Objectives: To test the feasibility of randomisation to radical prostatectomy (RP) plus pelvic lymphadenectomy in addition to standard-of-care (SOC) systemic therapy in men with newly diagnosed oligo-metastatic prostate cancer. Patients and Methods: A prospective, randomised, non-blinded, feasibility clinical trial with an embedded QuinteT Recruitment Intervention (QRI) to optimise recruitment was conducted in nine nationwide tertiary care centres undertaking high-volume robotic surgery. We aimed to randomise 50 men with synchronous oligo-metastatic prostate cancer within an 18-month recruitment period to SOC systemic therapy vs SOC plus RP (intervention arm). The main outcome measures were: ability to randomise patients, optimised by a QRI; EuroQoL five Dimensions five Levels (EQ-5D-5L) questionnaires to capture quality-of-life (QoL) data at baseline and 3 months post-randomisation; routine clinicopathological assessment to capture adverse events and prostate-specific antigen in both arms, plus standard perioperative parameters in the surgical arm.

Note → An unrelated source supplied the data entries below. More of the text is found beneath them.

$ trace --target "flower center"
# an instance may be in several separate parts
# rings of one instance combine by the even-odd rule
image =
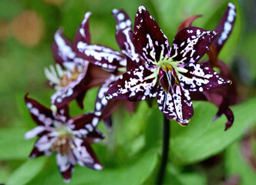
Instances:
[[[62,155],[69,155],[70,150],[74,147],[70,129],[59,122],[55,123],[55,126],[59,136],[52,145],[52,150]]]
[[[68,86],[72,81],[76,81],[81,71],[78,69],[77,66],[75,66],[71,72],[66,72],[62,78],[59,79],[59,86],[62,87]]]
[[[69,155],[72,149],[69,145],[70,136],[60,136],[52,145],[52,150],[62,155]]]
[[[175,84],[180,84],[175,70],[177,63],[177,62],[168,60],[159,61],[157,63],[157,66],[160,68],[160,83],[167,92],[173,91]]]

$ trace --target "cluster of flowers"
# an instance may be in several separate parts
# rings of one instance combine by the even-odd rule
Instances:
[[[227,86],[231,84],[227,79],[231,79],[231,73],[217,59],[235,21],[233,4],[228,4],[214,31],[191,26],[200,15],[184,21],[171,47],[145,7],[139,7],[133,30],[124,10],[114,9],[112,14],[121,52],[91,43],[91,13],[87,12],[73,43],[63,35],[62,29],[54,35],[56,64],[45,71],[49,85],[56,89],[51,108],[28,95],[25,97],[32,118],[38,124],[25,136],[26,139],[39,137],[29,156],[56,152],[59,170],[65,181],[70,180],[76,163],[103,169],[91,144],[103,138],[97,130],[99,123],[103,120],[107,128],[111,127],[111,115],[121,103],[133,110],[134,102],[157,97],[165,116],[185,126],[194,114],[192,99],[208,100],[219,107],[214,119],[225,114],[226,130],[233,123],[234,116],[228,106],[234,103],[229,96],[234,86]],[[199,63],[206,52],[209,59]],[[218,68],[220,74],[213,67]],[[76,99],[83,109],[87,90],[95,86],[99,89],[94,111],[70,117],[69,103]],[[214,89],[221,86],[225,87]]]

Results: A total of 51 men were randomised within 14 months (one was subsequently deemed ineligible), with 60–83% accrual rate in centres that recruited at least two patients. All patients completed the trial follow-up; one patient in the intervention arm subsequently did not undergo the surgical intervention and one in the SOC arm refused all therapies. The QRI positively impacted recruitment. QoL data showed similarly high functioning in both study arms. Surgery for men with oligo-metastatic prostate cancer was found to be safe and had similar impact on early functional outcomes as surgery for standard indication. Conclusion: It is feasible to randomise men with synchronous oligo-metastatic prostate cancer to a surgical intervention in addition to standard systemic therapies. While surgery appeared safe with no substantial impact on QoL in this feasibility study, a large randomised controlled trial is now warranted to examine treatment effectiveness of this additional component in the multimodality management of oligo-metastatic prostate cancer.

Item Type:Articles
Status:Published
Refereed:Yes
Glasgow Author(s) Enlighten ID:Ahmad, Professor Imran and Leung, Professor Hing
Authors: Sooriakumaran, P., Wilson, C., Rombach, I., Hassanali, N., Aning, J., D. Lamb, A., Cathcart, P., Eden, C., Ahmad, I., Rajan, P., Sridhar, A., Bryant, R. J., Elhage, O., Cook, J., Leung, H., Soomro, N., Kelly, J., Nathan, S., Donovan, J. L., and Hamdy, F. C.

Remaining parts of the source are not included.